In a followup article (rebuttal) on Newsbusters.org, the following was stated:
Again, Scudera’s biblical ignorance was evident. In Acts 10:15, St. Peter was commanded to eat animals forbidden by the Jewish dietary law in a dream. With the coming of Christianity, the old dietary restrictions setting apart the Jews as the Chosen People did not apply; the Gospel of Jesus Christ was extended to everyone, Jew and Gentile alike.
So, let's review what Acts does and does NOT say about eating unclean animals.

Acts 10:9-17
9 About noon the following day as they were on their journey and approaching the city, Peter went up on the roof to pray.
10 He became hungry and wanted something to eat, and while the meal was being prepared, he fell into a trance.
11 He saw heaven opened and something like a large sheet being let down to earth by its four corners.
12 It contained all kinds of four-footed animals, as well as reptiles of the earth and birds of the air.
13 Then a voice told him, "Get up, Peter. Kill and eat."
14 "Surely not, Master!" Peter replied. "I have never eaten anything impure or unclean."
15 The voice spoke to him a second time, "Do not call anything impure that Yahweh has made clean."
16 This happened three times, and immediately the sheet was taken back to heaven.
17 While Peter was wondering about the meaning of the vision, the men sent by Cornelius found out where Simon's house was and stopped at the gate.
Notice a few things here.  It does not say that Yahweh has declared all animals to be clean.  Also notice, and this is key, that in verse 17, Peter was wondering about the meaning of the vision.  If, as Christianity declares, the intent was that all animals were now clean, what was there for Peter to ponder unless he knew it meant something other than what is declared by Christianity.

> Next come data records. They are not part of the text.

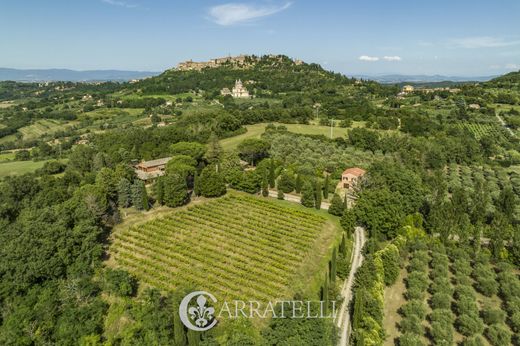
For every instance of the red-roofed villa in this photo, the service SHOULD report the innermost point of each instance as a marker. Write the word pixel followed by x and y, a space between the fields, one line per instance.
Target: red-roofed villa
pixel 350 177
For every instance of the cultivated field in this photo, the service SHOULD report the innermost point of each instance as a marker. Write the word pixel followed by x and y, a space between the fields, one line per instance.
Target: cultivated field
pixel 452 295
pixel 254 131
pixel 237 246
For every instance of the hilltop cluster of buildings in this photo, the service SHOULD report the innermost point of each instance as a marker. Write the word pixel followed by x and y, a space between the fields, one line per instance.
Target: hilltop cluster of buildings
pixel 239 61
pixel 238 91
pixel 408 89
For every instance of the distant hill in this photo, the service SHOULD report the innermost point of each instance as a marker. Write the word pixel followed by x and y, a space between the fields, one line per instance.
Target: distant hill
pixel 511 77
pixel 398 78
pixel 50 75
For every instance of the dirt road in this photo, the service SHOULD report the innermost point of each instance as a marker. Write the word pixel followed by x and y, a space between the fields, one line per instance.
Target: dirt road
pixel 343 317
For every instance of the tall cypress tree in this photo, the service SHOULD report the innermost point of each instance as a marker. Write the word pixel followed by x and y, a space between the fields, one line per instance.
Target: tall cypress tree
pixel 326 293
pixel 272 174
pixel 337 206
pixel 158 189
pixel 317 195
pixel 179 334
pixel 193 338
pixel 343 247
pixel 298 184
pixel 139 195
pixel 265 187
pixel 124 195
pixel 307 199
pixel 196 185
pixel 326 187
pixel 333 267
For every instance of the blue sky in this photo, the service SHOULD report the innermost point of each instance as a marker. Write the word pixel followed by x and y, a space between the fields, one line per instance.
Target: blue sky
pixel 451 37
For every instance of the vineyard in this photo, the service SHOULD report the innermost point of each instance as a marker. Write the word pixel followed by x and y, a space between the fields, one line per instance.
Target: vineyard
pixel 238 247
pixel 455 295
pixel 480 130
pixel 496 178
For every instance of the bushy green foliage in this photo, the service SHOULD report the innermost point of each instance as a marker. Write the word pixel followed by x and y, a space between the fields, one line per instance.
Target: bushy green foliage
pixel 469 325
pixel 337 207
pixel 120 282
pixel 498 334
pixel 440 300
pixel 410 339
pixel 211 183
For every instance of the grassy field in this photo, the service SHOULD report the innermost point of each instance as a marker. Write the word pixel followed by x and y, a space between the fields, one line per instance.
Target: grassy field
pixel 254 131
pixel 444 295
pixel 267 251
pixel 7 156
pixel 43 127
pixel 19 167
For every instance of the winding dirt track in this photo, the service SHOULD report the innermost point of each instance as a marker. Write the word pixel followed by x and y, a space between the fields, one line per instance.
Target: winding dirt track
pixel 343 317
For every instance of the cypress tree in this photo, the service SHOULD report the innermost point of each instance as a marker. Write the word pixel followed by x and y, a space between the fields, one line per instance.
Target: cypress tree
pixel 158 188
pixel 326 293
pixel 337 207
pixel 307 199
pixel 193 338
pixel 175 190
pixel 326 187
pixel 124 195
pixel 214 151
pixel 272 174
pixel 298 184
pixel 358 308
pixel 317 195
pixel 196 185
pixel 179 334
pixel 333 267
pixel 139 195
pixel 265 187
pixel 343 247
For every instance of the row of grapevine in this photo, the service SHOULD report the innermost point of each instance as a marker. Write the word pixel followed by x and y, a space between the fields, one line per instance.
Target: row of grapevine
pixel 237 247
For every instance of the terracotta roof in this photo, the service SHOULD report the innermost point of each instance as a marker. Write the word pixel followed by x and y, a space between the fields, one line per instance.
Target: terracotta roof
pixel 358 172
pixel 154 163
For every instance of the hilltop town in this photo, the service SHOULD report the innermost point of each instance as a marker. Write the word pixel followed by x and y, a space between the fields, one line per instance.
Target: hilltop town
pixel 241 61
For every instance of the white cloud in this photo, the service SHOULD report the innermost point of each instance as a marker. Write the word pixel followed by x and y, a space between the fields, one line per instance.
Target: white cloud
pixel 368 58
pixel 483 42
pixel 237 13
pixel 119 3
pixel 392 58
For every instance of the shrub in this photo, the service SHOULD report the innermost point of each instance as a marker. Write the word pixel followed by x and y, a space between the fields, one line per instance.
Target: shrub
pixel 411 324
pixel 469 325
pixel 473 341
pixel 441 332
pixel 413 307
pixel 441 285
pixel 120 282
pixel 211 183
pixel 439 270
pixel 415 293
pixel 440 301
pixel 417 264
pixel 492 316
pixel 410 339
pixel 498 334
pixel 514 322
pixel 417 280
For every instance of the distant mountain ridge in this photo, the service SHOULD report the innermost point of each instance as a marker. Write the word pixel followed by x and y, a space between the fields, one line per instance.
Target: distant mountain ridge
pixel 50 75
pixel 398 78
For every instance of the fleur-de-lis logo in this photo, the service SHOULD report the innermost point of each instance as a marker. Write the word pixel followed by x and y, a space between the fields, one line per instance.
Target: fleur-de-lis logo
pixel 201 315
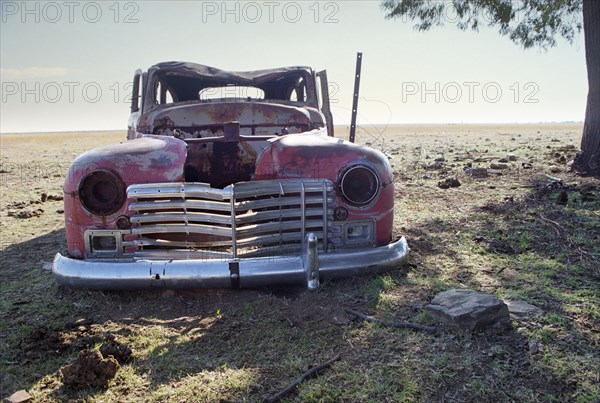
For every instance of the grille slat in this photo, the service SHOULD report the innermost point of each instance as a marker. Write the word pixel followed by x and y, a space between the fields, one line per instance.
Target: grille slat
pixel 181 218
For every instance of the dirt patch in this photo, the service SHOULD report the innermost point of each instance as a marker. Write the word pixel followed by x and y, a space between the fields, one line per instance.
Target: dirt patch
pixel 42 341
pixel 90 370
pixel 120 352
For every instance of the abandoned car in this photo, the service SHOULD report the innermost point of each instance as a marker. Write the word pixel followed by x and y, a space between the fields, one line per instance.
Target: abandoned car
pixel 227 179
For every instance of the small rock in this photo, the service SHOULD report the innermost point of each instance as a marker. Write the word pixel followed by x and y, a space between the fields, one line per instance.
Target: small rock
pixel 535 346
pixel 476 172
pixel 522 309
pixel 470 310
pixel 562 197
pixel 554 169
pixel 20 396
pixel 449 182
pixel 340 320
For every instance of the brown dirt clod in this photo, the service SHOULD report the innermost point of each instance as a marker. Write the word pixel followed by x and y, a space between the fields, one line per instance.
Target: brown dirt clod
pixel 90 370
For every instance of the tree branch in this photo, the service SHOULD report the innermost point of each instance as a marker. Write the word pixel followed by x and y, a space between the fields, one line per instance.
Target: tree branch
pixel 301 379
pixel 404 325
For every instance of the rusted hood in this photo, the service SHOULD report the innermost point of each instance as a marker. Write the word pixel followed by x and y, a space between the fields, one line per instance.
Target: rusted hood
pixel 315 155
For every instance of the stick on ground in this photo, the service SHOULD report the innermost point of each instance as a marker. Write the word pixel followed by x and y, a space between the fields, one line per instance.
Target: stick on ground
pixel 301 379
pixel 404 325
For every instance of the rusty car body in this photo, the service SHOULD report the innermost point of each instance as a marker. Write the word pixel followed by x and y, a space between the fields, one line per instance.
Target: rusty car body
pixel 228 179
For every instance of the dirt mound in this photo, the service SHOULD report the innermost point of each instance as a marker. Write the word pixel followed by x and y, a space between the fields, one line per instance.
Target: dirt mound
pixel 121 352
pixel 90 370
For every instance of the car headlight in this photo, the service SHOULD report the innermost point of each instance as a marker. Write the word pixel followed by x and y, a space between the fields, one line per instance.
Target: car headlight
pixel 102 192
pixel 359 185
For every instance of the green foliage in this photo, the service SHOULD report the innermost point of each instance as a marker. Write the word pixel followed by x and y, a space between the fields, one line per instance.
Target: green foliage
pixel 527 22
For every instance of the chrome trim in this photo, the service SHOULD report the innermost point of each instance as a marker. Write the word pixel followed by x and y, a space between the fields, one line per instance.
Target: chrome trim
pixel 214 273
pixel 243 215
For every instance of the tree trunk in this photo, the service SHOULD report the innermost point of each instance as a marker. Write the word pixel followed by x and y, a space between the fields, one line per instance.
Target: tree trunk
pixel 588 159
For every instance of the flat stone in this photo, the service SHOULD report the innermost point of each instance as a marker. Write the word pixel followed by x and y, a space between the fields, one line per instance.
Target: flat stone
pixel 476 172
pixel 470 310
pixel 449 182
pixel 20 396
pixel 499 166
pixel 522 309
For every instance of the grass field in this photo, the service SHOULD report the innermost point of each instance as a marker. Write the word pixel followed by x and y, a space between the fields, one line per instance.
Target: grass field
pixel 505 234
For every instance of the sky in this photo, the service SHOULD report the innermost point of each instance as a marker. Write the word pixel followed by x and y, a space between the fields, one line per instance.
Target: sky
pixel 68 65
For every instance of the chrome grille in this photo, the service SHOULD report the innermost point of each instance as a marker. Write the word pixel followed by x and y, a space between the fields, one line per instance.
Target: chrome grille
pixel 248 218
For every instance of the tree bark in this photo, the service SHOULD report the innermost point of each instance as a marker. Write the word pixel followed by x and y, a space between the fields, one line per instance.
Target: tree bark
pixel 588 159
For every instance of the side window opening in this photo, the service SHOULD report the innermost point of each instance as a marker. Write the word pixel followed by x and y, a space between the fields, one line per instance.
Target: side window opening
pixel 231 92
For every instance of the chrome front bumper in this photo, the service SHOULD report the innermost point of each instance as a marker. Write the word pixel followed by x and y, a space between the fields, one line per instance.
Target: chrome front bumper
pixel 308 268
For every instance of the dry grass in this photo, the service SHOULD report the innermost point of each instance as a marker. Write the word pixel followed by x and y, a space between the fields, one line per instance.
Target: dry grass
pixel 504 235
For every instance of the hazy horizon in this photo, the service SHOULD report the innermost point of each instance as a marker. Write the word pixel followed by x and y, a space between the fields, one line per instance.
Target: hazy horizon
pixel 69 66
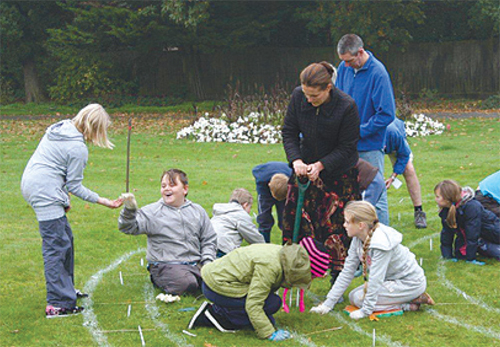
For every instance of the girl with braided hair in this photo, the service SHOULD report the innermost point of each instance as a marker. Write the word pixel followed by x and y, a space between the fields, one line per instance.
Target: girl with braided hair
pixel 467 225
pixel 393 279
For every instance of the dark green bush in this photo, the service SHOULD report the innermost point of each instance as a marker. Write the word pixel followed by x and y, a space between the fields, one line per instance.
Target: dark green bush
pixel 493 102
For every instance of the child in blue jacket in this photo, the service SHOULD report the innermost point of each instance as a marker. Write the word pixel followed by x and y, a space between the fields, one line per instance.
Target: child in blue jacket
pixel 466 222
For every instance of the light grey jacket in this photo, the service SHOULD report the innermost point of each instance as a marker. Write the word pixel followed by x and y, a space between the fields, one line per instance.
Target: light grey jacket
pixel 55 169
pixel 388 260
pixel 174 234
pixel 233 224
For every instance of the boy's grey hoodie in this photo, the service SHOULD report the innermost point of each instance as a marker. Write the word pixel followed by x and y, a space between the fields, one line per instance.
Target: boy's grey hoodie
pixel 388 260
pixel 233 224
pixel 55 169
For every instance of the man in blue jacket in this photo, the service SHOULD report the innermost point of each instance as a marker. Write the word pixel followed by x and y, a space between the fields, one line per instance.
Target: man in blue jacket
pixel 399 152
pixel 366 80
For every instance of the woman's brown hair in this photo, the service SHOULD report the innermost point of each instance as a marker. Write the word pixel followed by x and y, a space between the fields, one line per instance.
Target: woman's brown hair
pixel 317 75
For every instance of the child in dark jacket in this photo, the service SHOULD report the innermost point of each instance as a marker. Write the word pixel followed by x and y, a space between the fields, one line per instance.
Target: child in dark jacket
pixel 467 222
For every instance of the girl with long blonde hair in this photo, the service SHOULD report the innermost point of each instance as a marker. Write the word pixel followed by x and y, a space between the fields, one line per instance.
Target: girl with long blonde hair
pixel 393 279
pixel 53 172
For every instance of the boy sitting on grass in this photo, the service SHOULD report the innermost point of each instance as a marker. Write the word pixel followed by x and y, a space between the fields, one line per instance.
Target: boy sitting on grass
pixel 181 238
pixel 232 222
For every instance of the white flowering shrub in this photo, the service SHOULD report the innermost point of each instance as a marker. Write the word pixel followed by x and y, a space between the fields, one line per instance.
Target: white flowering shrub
pixel 248 129
pixel 420 125
pixel 253 129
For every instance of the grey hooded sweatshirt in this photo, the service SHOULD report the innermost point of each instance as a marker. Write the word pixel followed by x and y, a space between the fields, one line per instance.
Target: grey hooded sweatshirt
pixel 182 234
pixel 55 169
pixel 388 260
pixel 233 224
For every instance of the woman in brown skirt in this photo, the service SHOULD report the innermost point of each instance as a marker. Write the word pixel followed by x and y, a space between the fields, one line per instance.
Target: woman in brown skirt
pixel 320 135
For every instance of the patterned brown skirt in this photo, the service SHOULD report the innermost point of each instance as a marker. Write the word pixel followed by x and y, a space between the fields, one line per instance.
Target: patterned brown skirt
pixel 323 214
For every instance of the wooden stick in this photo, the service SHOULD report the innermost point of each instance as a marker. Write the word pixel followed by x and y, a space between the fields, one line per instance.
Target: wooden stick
pixel 322 331
pixel 142 337
pixel 127 179
pixel 125 330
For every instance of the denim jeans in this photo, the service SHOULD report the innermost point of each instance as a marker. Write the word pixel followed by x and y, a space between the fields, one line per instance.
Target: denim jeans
pixel 376 158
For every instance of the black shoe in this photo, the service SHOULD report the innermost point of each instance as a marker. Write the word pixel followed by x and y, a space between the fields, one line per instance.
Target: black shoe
pixel 80 294
pixel 199 319
pixel 57 312
pixel 420 220
pixel 221 323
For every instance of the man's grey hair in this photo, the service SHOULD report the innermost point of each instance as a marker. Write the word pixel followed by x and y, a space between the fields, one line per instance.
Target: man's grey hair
pixel 349 43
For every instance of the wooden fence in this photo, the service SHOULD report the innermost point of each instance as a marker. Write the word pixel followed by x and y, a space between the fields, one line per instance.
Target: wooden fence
pixel 456 69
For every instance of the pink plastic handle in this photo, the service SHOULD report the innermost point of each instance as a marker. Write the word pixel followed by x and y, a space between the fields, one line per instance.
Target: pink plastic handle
pixel 285 306
pixel 302 306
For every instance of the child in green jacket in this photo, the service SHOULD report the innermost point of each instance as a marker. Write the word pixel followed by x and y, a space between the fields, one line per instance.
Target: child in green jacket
pixel 242 287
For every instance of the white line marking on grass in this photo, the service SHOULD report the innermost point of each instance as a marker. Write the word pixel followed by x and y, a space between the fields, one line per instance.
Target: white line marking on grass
pixel 481 330
pixel 421 240
pixel 154 313
pixel 303 339
pixel 89 317
pixel 340 317
pixel 441 273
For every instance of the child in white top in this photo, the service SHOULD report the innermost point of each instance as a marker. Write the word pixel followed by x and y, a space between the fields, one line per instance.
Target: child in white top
pixel 395 280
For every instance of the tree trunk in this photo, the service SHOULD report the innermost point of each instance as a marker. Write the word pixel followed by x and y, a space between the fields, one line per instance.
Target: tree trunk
pixel 32 86
pixel 192 71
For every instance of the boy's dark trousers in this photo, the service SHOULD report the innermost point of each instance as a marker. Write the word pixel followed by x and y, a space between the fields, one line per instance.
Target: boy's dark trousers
pixel 265 218
pixel 58 258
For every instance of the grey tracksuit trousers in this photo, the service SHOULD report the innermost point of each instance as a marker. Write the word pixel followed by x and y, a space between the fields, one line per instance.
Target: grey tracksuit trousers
pixel 58 258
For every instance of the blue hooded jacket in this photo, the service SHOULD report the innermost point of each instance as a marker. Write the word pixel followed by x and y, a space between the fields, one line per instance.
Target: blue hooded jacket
pixel 371 88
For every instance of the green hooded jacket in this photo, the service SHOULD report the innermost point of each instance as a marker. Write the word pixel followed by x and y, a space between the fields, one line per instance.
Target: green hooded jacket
pixel 255 271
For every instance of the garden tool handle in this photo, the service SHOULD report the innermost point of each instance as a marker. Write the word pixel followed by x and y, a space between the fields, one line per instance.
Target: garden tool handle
pixel 302 187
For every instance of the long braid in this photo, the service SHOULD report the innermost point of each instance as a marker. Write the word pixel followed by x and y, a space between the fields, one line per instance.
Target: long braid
pixel 366 245
pixel 363 212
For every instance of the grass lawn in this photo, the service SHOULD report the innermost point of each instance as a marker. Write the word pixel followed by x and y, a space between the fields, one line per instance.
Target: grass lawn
pixel 468 296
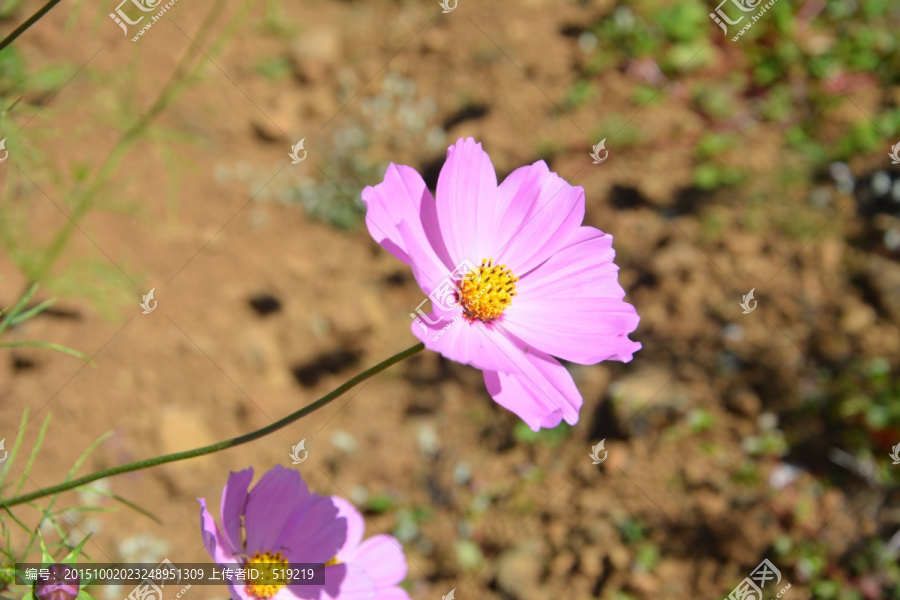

In Acts 11, Peter retells the entire tale to the believers in Jerusalem who were upset that he went into a house and ate with uncircumcised men.  Notice the response in verse 18 by those who hear this story:
Acts 11:18
When they heard this, they had no further objections and praised Yahweh, saying, "So then, Yahweh has granted even the Gentiles repentance unto life."
Where is the celebration that they could now eat any animal they wished?  How could they leave that out of their praise to Yahweh?  Did they also understand, just as Peter, that the vision was for the purpose of not judging men based on their situation if Yahweh has chosen them, but that Yahweh made no change to the law of clean or unclean meats?

So Christianity reads what they wish to get out of this, when Peter and the other believers in Jerusalem knew what Yahweh really meant.